Quel réconfort et quel honneur pour Robert Hébras d'avoir à conduire les deux présidents d'Allemagne et de France sur les lieux du drame d'Oradour sur Glane ! Après l'annulation de la condamnation injuste que lui avait infligée la cour de Colmar, voilà Robert Hébras symbole de l'amitié franco-allemande. L'ANACR 2A lui a toujours apporté son soutien. Par deux fois, il avait participé à nos Rencontres-Cinéma-Histoire, en 2012 et 2013. Nous revenons sur ce qui s'est passé ce 4 septembre 2013 à Oradour-sur-Glane en publiant cet article paru dans "La lettre de l'ANACR de la Drôme" (N° 49 de janvier 2014).

Oradour. 4 septembre 2013 Le 10 juin 1944, le régiment "Der Fürher" de la panzer division "Das Reich  s'est livré à la plus importante tuerie de civils perpétrée en France : 642 victimes dont 221 femmes et 215 enfants de moins de 15 ans. [Robet Hébras en a fait le récit sur Radio Alta Fréquenza]. Classées depuis 1946 au titre des monuments historiques, les ruines du village martyr révèlent une mémoire douloureuse entre toutes, avec le drame ajouté de la présence  de "malgré nous" alsaciens et l'impunité des officiers, entre autres Lammerding, général de la division SS mort dans son lit et Adolf Dickmann, commandant qui dirigea l'opération, tué sur le front en Normandie.
Invité de la France, le président allemand Joachim Gauck, près de 70 ans après le drame, a pu prendre la mesure du visage hideux de la barbarie.
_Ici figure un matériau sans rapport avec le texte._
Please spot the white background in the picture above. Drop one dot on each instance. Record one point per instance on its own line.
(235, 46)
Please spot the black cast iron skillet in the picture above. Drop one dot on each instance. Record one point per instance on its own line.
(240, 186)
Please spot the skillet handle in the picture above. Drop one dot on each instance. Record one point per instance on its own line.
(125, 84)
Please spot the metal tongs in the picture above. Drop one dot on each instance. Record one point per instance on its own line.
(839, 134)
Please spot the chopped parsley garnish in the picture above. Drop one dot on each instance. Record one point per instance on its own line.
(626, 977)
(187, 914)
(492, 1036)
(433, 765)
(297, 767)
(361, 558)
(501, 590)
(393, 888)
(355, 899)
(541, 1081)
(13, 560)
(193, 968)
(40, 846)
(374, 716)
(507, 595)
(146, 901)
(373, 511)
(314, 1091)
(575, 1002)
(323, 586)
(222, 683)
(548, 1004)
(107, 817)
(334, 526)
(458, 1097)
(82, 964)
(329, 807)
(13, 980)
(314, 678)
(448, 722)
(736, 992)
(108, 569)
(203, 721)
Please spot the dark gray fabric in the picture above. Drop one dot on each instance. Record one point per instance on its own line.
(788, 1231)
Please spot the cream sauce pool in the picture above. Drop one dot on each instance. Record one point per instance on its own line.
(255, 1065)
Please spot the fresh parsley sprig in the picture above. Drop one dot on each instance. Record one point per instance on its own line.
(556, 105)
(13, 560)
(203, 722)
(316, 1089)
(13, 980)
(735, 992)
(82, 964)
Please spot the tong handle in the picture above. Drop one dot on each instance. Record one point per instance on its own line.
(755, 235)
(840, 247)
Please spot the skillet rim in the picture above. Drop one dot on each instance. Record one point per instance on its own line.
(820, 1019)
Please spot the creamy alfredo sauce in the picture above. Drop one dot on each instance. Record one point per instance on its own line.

Aux côtés de François Hollande, entourant un des derniers survivants, Robert Hébras, dans la nef de l'église sans toit où furent exterminés près de 400 femmes et enfants,  instinctivement, symboliquement,  les mains se sont rapprochées, serrées, ne se sont pas quittées. Aux accolades qui suivirent entre les deux présidents, Joachim Gauck , s'adressant aux familles a pu ajouter : "Je partages votre amertume par rapport au fait que les assassins n'ont pas eu à rendre des comptes ; votre amertume est la mienne, je l'emporte en Allemagne et je ne resterai pas muet."
Commentant l'évènement, Robert Hébras a pu affirmer que ce moment historique du 4 septembre 2013, "ce n'est même pas de réconciliation qu'il faut parler mais d'amitié, car l'Europe et la paix ne pourront se faire sans l'amitié franco-allemande. Tel fut aussi le sens du geste de la "main dans la main" de Khol et Mitterrand en 1984 devant un autre champ d'horreur : Verdun.